In such circumstances Alibaba announced it would offer positions to workers at restaurants, cinemas, hotels, shopping centers and more, in a Message to Merchants, adding that its food-delivery platform ele.me has launched an employee-sharing program named “Blue Ocean”.
“Couriers are in exceptionally high demand,” said the company on Weibo, “We are opening around 30,000 positions, including sales associates, delivery men, operation associates, purchasing managers, marketing specialists and more. We welcome fresh food, real estate and more industries to build a partnership with us to send labors here for short-term work.”
This measure makes sense because while some businesses, including restaurants have little to no business during the outbreak, manufacturing companies and delivery services are in dire need of workers. Replace those unemployed workers benefit both of their previous employer and the current one.
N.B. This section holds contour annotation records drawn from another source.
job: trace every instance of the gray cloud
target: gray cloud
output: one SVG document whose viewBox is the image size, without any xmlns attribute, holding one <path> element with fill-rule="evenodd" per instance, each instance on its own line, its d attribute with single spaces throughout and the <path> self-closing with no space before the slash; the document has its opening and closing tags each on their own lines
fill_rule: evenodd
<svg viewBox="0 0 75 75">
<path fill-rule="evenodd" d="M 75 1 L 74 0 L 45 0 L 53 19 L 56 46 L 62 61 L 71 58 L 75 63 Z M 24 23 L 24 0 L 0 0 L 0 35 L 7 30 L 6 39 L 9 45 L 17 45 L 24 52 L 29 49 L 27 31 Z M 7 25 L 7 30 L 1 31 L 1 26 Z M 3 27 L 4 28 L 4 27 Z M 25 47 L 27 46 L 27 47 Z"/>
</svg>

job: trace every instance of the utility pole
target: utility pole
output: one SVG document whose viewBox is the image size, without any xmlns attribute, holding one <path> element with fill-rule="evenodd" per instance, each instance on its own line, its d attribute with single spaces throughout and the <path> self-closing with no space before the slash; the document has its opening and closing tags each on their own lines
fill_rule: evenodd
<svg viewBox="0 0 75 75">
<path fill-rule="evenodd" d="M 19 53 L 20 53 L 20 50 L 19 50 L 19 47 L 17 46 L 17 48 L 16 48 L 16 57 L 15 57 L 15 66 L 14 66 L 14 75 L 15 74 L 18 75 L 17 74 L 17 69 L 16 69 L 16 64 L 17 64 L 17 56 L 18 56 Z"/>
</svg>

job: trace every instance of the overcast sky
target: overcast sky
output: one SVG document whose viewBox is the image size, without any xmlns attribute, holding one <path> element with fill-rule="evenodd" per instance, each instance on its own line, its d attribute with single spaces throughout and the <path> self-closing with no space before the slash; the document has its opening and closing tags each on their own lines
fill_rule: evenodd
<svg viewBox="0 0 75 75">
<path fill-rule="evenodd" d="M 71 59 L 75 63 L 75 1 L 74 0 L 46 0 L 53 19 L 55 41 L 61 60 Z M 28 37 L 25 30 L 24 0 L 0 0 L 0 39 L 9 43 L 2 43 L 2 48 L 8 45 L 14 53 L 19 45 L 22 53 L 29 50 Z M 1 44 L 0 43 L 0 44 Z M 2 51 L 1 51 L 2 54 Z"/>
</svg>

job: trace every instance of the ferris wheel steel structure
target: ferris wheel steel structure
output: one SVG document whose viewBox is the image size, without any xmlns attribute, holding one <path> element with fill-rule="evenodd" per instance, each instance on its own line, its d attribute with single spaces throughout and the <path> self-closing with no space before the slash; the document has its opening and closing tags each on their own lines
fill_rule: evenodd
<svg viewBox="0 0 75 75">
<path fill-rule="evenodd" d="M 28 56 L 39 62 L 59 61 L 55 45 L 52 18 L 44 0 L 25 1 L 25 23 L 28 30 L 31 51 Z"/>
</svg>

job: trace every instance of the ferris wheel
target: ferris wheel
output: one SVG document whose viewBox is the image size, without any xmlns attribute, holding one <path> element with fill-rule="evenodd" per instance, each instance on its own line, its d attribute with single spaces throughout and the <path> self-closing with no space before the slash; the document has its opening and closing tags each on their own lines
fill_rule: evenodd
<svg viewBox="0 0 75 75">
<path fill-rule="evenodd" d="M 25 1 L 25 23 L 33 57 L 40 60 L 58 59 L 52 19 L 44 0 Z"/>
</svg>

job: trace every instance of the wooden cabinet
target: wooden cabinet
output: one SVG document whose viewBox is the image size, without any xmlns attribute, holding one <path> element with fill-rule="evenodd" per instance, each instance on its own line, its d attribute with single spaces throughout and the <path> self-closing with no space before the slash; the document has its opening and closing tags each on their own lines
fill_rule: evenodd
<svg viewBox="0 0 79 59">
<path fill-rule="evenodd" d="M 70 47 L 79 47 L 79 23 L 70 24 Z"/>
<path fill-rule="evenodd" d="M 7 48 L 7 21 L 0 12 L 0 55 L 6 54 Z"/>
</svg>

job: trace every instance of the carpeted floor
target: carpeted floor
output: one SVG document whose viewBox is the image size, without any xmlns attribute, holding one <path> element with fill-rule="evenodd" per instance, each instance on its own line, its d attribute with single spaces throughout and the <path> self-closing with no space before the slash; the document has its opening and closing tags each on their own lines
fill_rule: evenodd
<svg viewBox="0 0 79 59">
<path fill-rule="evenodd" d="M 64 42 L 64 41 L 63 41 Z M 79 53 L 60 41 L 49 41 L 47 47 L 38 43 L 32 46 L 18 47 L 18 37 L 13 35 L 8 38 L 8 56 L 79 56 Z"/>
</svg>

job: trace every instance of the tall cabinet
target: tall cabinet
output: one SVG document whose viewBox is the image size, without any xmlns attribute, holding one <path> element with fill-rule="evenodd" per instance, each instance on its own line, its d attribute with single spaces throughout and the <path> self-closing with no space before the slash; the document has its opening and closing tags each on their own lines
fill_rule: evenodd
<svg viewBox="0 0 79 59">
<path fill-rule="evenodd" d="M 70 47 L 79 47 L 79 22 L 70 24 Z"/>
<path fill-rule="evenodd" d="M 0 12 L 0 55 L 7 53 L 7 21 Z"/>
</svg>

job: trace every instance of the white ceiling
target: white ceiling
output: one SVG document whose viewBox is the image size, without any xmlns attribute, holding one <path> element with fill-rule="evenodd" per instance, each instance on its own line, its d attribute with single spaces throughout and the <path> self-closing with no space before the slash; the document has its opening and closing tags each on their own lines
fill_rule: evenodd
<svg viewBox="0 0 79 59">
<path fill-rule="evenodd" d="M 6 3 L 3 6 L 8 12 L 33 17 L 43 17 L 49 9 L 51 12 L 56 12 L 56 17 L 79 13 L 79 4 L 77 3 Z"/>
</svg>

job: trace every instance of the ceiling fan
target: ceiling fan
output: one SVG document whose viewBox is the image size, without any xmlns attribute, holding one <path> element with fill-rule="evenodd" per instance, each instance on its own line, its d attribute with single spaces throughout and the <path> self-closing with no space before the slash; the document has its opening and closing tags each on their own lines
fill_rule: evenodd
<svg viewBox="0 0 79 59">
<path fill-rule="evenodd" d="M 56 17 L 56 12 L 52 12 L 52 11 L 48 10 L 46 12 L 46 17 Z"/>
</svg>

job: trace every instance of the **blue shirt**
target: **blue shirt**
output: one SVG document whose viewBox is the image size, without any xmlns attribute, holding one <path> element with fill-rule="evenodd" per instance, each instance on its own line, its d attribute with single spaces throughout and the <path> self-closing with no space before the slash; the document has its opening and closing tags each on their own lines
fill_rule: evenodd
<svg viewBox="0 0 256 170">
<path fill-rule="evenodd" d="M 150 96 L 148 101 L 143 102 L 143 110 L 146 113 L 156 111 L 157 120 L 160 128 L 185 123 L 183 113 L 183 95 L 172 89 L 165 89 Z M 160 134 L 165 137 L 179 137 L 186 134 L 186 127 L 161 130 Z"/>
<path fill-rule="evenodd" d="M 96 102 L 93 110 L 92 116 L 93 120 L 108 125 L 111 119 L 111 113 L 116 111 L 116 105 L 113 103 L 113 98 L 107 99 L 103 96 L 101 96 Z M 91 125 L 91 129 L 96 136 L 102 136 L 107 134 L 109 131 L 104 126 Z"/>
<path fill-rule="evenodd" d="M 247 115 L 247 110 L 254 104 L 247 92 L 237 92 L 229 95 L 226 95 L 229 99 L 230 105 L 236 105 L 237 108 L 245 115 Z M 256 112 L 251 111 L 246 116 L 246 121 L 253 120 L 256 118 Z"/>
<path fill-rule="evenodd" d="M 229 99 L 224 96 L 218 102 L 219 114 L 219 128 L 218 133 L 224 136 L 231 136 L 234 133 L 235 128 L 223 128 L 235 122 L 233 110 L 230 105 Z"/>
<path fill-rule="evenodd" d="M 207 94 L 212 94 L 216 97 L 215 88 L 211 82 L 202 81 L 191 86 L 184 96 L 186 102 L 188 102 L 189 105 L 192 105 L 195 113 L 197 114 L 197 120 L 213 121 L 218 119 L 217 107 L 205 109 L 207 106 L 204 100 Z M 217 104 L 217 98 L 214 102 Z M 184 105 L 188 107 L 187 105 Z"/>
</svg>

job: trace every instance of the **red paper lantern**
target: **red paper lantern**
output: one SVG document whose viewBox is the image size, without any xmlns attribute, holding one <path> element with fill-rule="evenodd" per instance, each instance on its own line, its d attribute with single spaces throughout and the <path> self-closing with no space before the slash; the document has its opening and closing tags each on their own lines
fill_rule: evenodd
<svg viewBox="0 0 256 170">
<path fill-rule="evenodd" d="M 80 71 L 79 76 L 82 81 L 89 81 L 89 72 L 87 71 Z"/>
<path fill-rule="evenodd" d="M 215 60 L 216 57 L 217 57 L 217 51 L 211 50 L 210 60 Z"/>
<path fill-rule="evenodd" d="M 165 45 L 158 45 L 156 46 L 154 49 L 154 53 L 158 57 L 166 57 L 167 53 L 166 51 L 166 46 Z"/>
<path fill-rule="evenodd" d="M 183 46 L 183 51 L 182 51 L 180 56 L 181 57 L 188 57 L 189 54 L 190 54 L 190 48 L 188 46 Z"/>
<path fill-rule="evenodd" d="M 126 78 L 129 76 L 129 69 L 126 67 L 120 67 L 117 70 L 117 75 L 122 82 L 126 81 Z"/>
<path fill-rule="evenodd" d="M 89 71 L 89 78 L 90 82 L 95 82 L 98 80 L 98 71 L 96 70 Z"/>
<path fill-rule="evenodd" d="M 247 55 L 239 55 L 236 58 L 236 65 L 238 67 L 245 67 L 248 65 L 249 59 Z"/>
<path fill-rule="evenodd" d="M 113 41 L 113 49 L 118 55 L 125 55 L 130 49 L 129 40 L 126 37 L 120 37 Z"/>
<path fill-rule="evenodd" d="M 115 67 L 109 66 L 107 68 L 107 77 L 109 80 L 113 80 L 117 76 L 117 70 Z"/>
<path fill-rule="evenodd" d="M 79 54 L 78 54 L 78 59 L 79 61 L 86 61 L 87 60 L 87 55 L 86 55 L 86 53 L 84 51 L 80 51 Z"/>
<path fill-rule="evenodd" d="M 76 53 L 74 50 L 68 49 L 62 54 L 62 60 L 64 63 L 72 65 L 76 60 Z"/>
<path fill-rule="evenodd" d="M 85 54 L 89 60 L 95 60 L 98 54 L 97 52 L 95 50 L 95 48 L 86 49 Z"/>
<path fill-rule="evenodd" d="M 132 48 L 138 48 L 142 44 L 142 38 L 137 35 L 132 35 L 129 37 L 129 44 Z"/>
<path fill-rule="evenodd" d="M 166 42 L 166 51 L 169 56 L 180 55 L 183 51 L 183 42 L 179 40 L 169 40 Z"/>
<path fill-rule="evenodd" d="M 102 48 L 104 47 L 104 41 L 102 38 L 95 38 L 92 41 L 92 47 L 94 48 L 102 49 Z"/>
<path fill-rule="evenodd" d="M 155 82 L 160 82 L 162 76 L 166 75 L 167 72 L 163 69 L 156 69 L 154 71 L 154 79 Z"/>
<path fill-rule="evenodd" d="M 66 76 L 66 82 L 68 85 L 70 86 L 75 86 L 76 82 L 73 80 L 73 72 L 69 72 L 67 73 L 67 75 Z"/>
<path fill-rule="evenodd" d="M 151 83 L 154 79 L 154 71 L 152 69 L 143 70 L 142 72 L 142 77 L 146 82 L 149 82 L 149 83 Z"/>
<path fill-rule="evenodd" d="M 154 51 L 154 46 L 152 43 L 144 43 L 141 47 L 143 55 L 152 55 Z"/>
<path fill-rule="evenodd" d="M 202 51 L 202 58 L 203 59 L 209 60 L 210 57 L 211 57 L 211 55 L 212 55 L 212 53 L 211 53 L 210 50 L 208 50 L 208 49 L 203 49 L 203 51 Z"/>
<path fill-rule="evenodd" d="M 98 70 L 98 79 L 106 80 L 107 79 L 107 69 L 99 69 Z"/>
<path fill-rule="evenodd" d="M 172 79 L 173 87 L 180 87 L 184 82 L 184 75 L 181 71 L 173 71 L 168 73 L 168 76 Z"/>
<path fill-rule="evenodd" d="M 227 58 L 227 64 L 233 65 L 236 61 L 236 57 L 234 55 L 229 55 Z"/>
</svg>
For example, Waiters from restaurant chains including Yunhaiyao and Youth Restaurant are joining Alibaba's Fresh Hema, after physical examinations and health trainings are conducted. The company was able to recruit a total of 3,000 new employees from more than 40 other businesses and have them started working in Beijing, Nanjing, Xi’an, Shenzhen, Guangzhou, Kunming, among other cities as of Feb 19.
In Hefei, Anhui Province, the municipal Human Resource and Society Security Bureau announced a similar initiative. Empark Grand Hotel Anhui signed an employee-sharing partnership agreement with Haier. The agreement will allow the hotel employees to work for Haier in different capacities for at least 1 month so they don't have to go out of work.
The Empark-Haier deal is also part of a larger series of employee-sharing deals the Chinese home appliances giant signed in many cities across China. “They are assigned to be manufacturing assistants, and their wages will be the same as regular Haier staff,” Guan Yuxian a General Manager at Haier said in an interview.
Pan Helin, Executive Dean of the Institute of Digital Economy of Zhongnan University of Economics and Law, thinks that employee-sharing is promising. “Shared employees benefit both enterprises in a partnership. The cost of the model is quite low.”
However, the trend isn't likely going to continue after the epidemic is mitigated, according to Ou Weian, a lawyer at Tianping Law Firm. He told media that "this is only a compromised pattern, and I don’t think it will last long after the coronavirus outbreak ends."